The algorithm runs as an R subprocess, using the original ASySD R package directly. This avoids any risk of divergence from the upstream implementation and ensures SyRF benefits from ongoing improvements to the algorithm.

Canonical Enrichment¶

When multiple Citations are confirmed as duplicates, the canonical study is automatically enriched with the best metadata from all sources. For example:

The longest title is preferred (may include subtitle)
The most complete author list is preferred
A non-empty abstract is preferred over an empty one
A PubMed-sourced DOI is preferred (most reliably formatted)

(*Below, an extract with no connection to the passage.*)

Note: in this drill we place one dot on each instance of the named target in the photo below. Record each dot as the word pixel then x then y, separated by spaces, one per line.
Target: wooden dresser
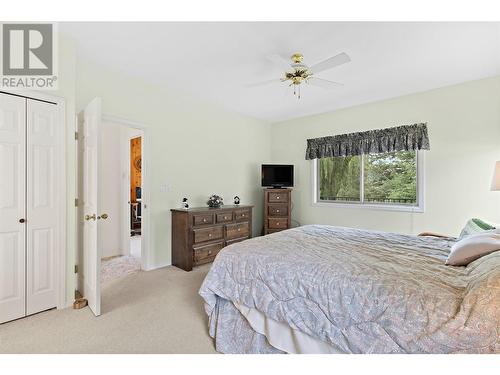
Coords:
pixel 277 210
pixel 198 234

Field-level provenance tracks which Citation provided each canonical value, maintaining full auditability.

The Merge Wizard¶

When duplicate citations have already been reviewed (annotated or screened), the system never auto-merges them. Instead, an administrator is presented with a merge wizard:

Same-stage duplicates: The secondary study's annotation sessions become additional candidate sessions for reconciliation on the canonical study
Cross-stage duplicates: Both studies are linked via their shared Publication but review data remains separate (the review contexts are different)

This protects existing work while still resolving the duplication.

Safety Guarantees¶

Citations are never deleted or modified -- the raw import data is always preserved
Reviewed studies are never auto-merged -- administrators always decide when review data exists
All decisions are auditable -- every dedup decision (automatic or manual) is logged with confidence level, matching details, and decision source
Duplicate studies are excluded from pools -- they remain in the database for audit but never appear in screening or annotation queues

Why This Matters for PRISMA¶

The PRISMA 2020 flow diagram requires accurate counts of records imported, duplicates removed, and unique studies entering screening. The three-level data model makes these counts automatic:

Total records imported: Count of all Citations, grouped by source type
Duplicates removed: Count of studies with Duplicate or Merged lifecycle status
Unique studies screened: Count of Active studies after deduplication

These counts feed directly into the PRISMA diagram generated in Phase 16.

How It Connects¶

Connection	Detail
Phase 2 (PRISMA Specification)	Implements the three-level data model and lifecycle status model specified in Phase 2
Phase 13 (Screening Profiles)	Deduplication runs before screening -- only unique, active studies enter screening pools
Phase 16 (Export and PRISMA)	Dedup counts feed PRISMA box 3 (duplicates removed, excluded by automation, excluded other)
Phase 9 (Reconciliation Model)	Same-stage duplicate merge creates additional candidate sessions for reconciliation

For the platform architecture overview, see platform-architecture.md. For the full deduplication technical specification, see deduplication-service-specification.md.

Phase 12 (dedup) cleans the data. Phase 13 (profiles) configures screening criteria. Phase 14 (filtering) routes studies to stages. Phase 15 (screening) adds structured decisions. Phase 16 (export/PRISMA) delivers the output.